To achieve optimal I/O performance and throughput of databases with separated storage and computing resources, we developed the user-state cluster file system, DADI DBFS. By migrating technologies to DADI DBFS user-state cluster files, we enabled full-unit and large-scale storage and computing separation for database transactions of Alibaba Cloud. As a storage middleground product, which technical innovations does DBFS offer?
The user-state technology and bypass kernel are used for “zero” replication of the I/O path. This eliminates replication operations both inside and outside the kernel, greatly improving the throughput and performance.
In the past, two data copies were required when the kernel state was used: The user-state process of the business copies data to the kernel, and the kernel data is copied to the user-state network for forwarding. These copies affected the overall throughput and latency.
After the user state is applied, the polling model is used to send I/O requests. For CPU usage in polling mode, the adaptive sleep technology is applied so that core resources are not wasted during idle periods of the CPU.
DBFS directly exchanges data with Apsara Distributed File System by using the RDMA technology to provide a higher throughput and a latency that is similar to that of the local SSD. This development in 2018 made it possible to implement extremely low cross-network I/O latency, laying a firm foundation for large-scale storage and computing separation. The group’s RDMA cluster introduced in this year’s great promotion campaign is the largest cluster in the industry.
To achieve buffer I/O capabilities, page caching was implemented separately by using the touch-count-based LRU algorithm. The touch count was introduced to improve the integration with the I/O features of databases. Large table scanning is common in databases, however, because scanning data pages that are rarely used can compromise LRU efficiency, this is not desirable. To address this issue, pages are moved between the hot and cold ends based on the touch count.
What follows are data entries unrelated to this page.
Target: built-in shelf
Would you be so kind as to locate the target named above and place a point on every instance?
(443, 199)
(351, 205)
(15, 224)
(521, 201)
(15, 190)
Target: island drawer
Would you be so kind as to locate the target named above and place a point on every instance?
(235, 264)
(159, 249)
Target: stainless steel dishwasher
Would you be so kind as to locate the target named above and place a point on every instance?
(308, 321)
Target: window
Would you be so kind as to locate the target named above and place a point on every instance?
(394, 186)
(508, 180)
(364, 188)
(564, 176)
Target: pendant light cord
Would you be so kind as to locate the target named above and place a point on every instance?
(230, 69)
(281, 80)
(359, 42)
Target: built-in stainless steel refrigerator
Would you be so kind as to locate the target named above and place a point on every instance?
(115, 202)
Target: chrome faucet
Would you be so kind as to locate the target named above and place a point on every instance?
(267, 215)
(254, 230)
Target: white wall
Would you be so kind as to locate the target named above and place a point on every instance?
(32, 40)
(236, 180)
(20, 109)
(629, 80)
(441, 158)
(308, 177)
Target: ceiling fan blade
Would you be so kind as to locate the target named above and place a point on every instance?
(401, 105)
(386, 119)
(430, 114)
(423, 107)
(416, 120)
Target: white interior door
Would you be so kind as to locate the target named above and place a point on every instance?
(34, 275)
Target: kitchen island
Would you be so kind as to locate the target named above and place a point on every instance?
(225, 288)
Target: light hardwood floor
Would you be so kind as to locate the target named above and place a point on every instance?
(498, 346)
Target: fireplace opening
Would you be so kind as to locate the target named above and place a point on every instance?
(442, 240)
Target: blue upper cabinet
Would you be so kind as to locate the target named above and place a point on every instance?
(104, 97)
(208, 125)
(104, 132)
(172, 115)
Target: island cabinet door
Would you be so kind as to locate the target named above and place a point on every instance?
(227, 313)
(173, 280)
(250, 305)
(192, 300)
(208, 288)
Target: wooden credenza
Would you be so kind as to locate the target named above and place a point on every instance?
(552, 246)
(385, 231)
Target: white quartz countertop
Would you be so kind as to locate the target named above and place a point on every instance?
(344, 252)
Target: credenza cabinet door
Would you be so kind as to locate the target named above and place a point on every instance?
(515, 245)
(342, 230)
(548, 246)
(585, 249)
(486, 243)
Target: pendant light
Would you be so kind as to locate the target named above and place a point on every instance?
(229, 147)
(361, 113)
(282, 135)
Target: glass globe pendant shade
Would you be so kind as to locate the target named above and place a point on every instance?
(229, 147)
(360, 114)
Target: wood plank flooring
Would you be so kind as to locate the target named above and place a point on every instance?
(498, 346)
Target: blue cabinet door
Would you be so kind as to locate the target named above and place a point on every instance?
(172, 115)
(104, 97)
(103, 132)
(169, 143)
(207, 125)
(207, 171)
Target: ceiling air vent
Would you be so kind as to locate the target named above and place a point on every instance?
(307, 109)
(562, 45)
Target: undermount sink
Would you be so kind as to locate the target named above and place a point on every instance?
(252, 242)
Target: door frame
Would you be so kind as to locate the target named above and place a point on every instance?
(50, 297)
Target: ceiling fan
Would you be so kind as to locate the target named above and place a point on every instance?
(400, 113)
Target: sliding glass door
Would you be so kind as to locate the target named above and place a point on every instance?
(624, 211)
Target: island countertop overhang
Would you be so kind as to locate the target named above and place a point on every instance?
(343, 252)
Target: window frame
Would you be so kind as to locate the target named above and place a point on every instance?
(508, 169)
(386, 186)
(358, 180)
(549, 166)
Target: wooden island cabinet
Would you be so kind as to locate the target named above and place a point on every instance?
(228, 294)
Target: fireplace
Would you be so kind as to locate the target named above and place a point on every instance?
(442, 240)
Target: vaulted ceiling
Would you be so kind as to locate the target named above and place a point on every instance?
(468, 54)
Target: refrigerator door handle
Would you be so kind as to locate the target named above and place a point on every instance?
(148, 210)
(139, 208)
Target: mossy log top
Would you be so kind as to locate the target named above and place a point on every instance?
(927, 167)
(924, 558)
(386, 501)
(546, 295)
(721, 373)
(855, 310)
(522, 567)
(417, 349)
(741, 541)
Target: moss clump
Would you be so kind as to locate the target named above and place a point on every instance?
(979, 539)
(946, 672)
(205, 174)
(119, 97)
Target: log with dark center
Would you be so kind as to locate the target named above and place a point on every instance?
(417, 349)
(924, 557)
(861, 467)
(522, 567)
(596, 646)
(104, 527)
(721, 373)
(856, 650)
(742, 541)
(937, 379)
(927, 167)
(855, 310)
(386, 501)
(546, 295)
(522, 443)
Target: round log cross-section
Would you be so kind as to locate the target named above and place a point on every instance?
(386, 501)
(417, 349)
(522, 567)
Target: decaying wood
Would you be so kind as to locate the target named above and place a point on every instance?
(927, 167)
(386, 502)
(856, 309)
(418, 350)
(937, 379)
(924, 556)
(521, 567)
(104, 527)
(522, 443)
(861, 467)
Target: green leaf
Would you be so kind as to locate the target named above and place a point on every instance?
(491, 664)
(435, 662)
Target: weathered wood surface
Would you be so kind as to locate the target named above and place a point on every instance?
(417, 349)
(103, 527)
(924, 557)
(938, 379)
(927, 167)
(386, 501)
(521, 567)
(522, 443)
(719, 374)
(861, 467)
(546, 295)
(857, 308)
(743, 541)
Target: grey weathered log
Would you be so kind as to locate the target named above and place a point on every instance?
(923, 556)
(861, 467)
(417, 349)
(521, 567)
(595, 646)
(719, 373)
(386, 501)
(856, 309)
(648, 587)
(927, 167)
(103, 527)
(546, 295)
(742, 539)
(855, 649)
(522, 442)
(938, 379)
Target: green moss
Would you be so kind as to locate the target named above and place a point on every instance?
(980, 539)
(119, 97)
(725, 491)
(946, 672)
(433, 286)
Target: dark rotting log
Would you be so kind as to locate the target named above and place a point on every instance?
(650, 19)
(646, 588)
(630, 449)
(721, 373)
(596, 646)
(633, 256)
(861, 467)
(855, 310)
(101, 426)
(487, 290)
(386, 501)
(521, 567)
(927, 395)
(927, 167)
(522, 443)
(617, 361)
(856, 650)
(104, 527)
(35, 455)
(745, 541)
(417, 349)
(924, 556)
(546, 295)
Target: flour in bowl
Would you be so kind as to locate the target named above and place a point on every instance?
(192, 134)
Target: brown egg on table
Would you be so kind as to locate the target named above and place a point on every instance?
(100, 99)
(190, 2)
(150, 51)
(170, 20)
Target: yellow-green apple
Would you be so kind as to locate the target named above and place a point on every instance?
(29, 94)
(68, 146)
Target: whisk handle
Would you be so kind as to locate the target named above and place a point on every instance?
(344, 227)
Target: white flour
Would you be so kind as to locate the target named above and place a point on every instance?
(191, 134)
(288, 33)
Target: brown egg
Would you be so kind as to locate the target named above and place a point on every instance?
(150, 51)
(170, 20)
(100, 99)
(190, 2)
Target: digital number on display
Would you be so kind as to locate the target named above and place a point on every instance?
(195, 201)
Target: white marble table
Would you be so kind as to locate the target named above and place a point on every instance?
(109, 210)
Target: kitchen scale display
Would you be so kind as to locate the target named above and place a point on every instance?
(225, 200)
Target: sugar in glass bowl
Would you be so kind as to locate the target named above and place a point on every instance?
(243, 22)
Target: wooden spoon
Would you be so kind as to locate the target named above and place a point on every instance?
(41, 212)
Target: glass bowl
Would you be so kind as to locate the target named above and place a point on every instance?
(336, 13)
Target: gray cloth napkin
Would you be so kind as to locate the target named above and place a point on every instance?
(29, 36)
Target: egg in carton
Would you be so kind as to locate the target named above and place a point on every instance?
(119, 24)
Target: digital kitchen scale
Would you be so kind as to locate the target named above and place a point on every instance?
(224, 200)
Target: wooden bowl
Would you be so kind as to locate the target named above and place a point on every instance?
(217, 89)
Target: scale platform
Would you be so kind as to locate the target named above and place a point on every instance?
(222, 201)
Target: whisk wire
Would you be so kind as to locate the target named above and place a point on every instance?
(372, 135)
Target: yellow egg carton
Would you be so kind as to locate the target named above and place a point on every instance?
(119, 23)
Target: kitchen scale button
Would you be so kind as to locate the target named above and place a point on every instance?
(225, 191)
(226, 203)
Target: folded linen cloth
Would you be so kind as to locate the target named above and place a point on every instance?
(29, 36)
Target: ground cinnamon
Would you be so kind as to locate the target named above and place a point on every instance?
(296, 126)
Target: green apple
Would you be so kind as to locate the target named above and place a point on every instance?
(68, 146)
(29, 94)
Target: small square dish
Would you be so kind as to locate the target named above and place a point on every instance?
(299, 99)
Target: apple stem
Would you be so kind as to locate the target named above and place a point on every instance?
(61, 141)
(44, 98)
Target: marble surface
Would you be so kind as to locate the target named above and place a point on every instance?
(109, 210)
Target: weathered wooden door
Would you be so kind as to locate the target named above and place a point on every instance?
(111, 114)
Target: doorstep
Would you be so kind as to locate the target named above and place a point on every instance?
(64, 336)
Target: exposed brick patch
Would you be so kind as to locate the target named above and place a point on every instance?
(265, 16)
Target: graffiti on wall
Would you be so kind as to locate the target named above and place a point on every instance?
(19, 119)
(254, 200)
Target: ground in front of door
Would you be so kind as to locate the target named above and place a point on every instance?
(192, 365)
In addition, the page size is configurable for page caching. By combining this with the page size of a database, the page caching efficiency can be even higher. In general, DBFS page caching has the following capabilities:
- A page is moved between the hot and cold ends based on the touch count.
- The proportion of the hot and cold ends is configurable, currently this is 2:8.
- The page size is configurable. By combining with the page size of a database, page caching is optimized.
- Multiple shards are available for increasing concurrency, and the overall capacity is configurable.
Most database products use asynchronous I/O to improve I/O throughput. Similarly, DBFS implements asynchronous I/O to adapt to the I/O features of upper-layer databases. Asynchronous I/O has the following features:
- Implements lock-free queues.
- Allows configuration of the I/O depth, which ensures precise latency control for different database I/O types.
- Provides the polling-adaptive function to reduce CPU consumption.
DBFS implements atomic writing to ensure that partial write does not occur when a database page is written. DBFS-based InnoDB safely disables the double write buffer, conserving the bandwidth for the entire database during storage and computing separation.
In addition, similar to PostgreSQL, DBFS uses buffer I/Os to prevent the page missing problem that is prone to PostgreSQL during dirty page flushing.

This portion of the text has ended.